About Death Investigations in Ontario
The Office of the Chief Coroner works closely with the Ontario Forensic Pathology Service to ensure a coordinated and collaborative approach to death investigation in the public interest. Together, the Chief Coroner and Chief Forensic Pathologist provide dual leadership for Ontario’s death investigation system that strives to provide services of the highest calibre.
The Office of the Chief Coroner serves the living through high quality death investigations and inquests to ensure that no death is overlooked, concealed or ignored. The findings are used to generate recommendations to help improve public safety and prevent further deaths.
In Ontario, coroners are medical doctors with specialized training in the principles of death investigation. Coroners investigate approximately 17,000 deaths per year in accordance with section 10 of the Coroners Act.
The Ontario Forensic Pathology Service provides forensic pathology services in accordance with the Coroners Act. It provides medicolegal autopsy services for public death investigations under the legal authority of a coroner. The Ontario Forensic Pathology Service performs over 7,500 autopsies per year.
Child and Youth Death Review: Pilot Project Notice
Since 1991, the Office of the Chief Coroner has been conducting reviews of child and youth deaths (0-19 years) in Ontario for the purpose of identifying risk factors and recommendations to prevent premature death. The Paediatric Death Review Committee has conducted thousands of case reviews since its inception in keeping with the public safety mandate of the Office of the Chief Coroner.

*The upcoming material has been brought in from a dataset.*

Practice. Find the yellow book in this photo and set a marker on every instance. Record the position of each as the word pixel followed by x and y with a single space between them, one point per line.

As part of the plan to improve the health, safety and well-being of Ontario children and youth, the Office of the Chief Coroner is working to update and expand its current approach to child and youth death review. In 2014, a partnership was formed with the Ministry of Children, Community and Social Services and the former Ontario Child Advocate to develop a best in-class model of child and youth death review and analysis. The objective of the new model will be to improve the health, safety and well-being of Ontario’s children and youth and reduce the child and youth mortality rate in Ontario.
The Office of the Chief Coroner has launched a pilot project that will collect and link data on all deaths of children and youth to better understand how life circumstances can influence the deaths of young people in Ontario. The Child and Youth Death Review and Analysis (CYDRA) Data Integration Pilot Project will be collecting personal data from five public sector ministries on young people between the ages of 10 to 24 (inclusive) who have died between 2007 and 2018 as part of a coroner’s investigation into deaths of children and youth in Ontario.
The data will be linked together to inform the creation of a risk predictive model. This model will help us learn more about the life trajectories of specific young people who have died by suicide and gun-related homicide. We also expect to evaluate trends on these particular death types that can then be used to support the research and development of effective strategies to prevent further deaths, in the interest of public health and safety.
Personal information being collected will be done so under the authority of the Coroners Act, R.S.O. 1990 C. C. 37 as amended, the Freedom of Information and Protection of Privacy Act and the Youth Criminal Justice Act. Question about this collection and this project should be directed to:
25 Morton Shulman Avenue
Toronto Ontario M3M 0B1
tel: 416-314-4000 or toll-free: 1-877-991-9959
or by email at: email@example.com
NOTE: The CYDRA team within the Office of the Chief Coroner is a project based team that will be leading this pilot project as part of its mandate to review and analyze deaths of young people in Ontario. The CYDRA team was created to support the development and implementation of this pilot project by testing the concepts and structure of a "best-in-class" model of child and youth death review and analysis in Ontario.